She kept marching on and Tadek had nothing else to do but walk by her side and not ask any more questions. He was itching to ask whether the fellow, whom she clearly knew from before, brought her any news of her father but Tadek knew, deep inside, that had he asked her that now, she’d never talk to him again.

11

At night, he lay with his eyes open, still not used to having his own bed, still surrounded by too much of the silence without his comrades next to him, snoring and moaning in their sleep whenever the events of the day would catch up with them and seep deep into the consciousness and poison even the dreams with their horror. For the Auschwitz Sonderkommando, there was no escape from their daily labors, even in sleep. Their clothes, their hair, and skin stank sweetly of burnt flesh and even the alcohol, generously provided by the SS, didn’t erase the sight of the entangled bodies in the gas chamber. They dreamed of tearing dead mothers and children apart with their hooks and of cremating humanity itself day after day.

Tadek hated the nights. Even more so, he loathed the nightmares they brought with them – never about the frontline fighting, only about the camp, for some reason.

Soft steps behind his door. He stilled his breath and listened. A knock came a full minute later, uncertain and quiet. Tadek slid off his bed and opened the door. Gerlinde stood before him, her hair loose and tangled, eyes gleaming softly in the darkness. She smelled of cognac, the bottle of which she was still squeezing by the neck. In her other hand, two glasses.

“Were you sleeping?”

“No.”

“Really?”

“Really.”

“I don’t want to impose.”

“You’re never imposing.”

She padded past him, barefoot and swaying slightly. “Leave the door open. I don’t want to turn on the light and it’s too dark without it.

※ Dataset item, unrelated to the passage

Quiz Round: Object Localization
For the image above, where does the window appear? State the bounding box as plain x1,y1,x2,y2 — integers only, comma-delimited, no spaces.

The nightlight in the hallway should be just fine…” She was babbling, to avoid something she wanted and didn’t want to talk about, at the same time.

Tadek watched her pour two fingers of amber liquid into the first glass but put his hand above the second when she moved to fill it. “You drink yours. I don’t drink.”

“Why’s that? Some religious guff or some such?” Her voice was harsh and the tone mocking but Tadek recognized the hidden pain behind it far too well.

“No. I used to drink a lot at the camp. I don’t want to look at liquor anymore. It reminds me of things.”

“Sorry. I should have thought.”

“It’s all right.” He sat on top of the covers and waited for her to talk.

For some time, she wandered around aimlessly, her teeth biting the edge of the glass. She sipped from it from time to time and touched the things in his room but the words still didn’t come.

“We don’t have to talk,” Tadek suggested quietly. “We can just sit and be quiet.”

She sat next to him, her hands with the glass in them – almost empty now – folded on her lap. Her legs were white marble against the black floor. The moonlight soaked her hair in silver.

“Do you feel better when you tell people things? About the camp?”

“Sometimes. Depends on which people. If I know that they’ll think that I’m lying then what’s the point? Then, I don’t tell them anything.”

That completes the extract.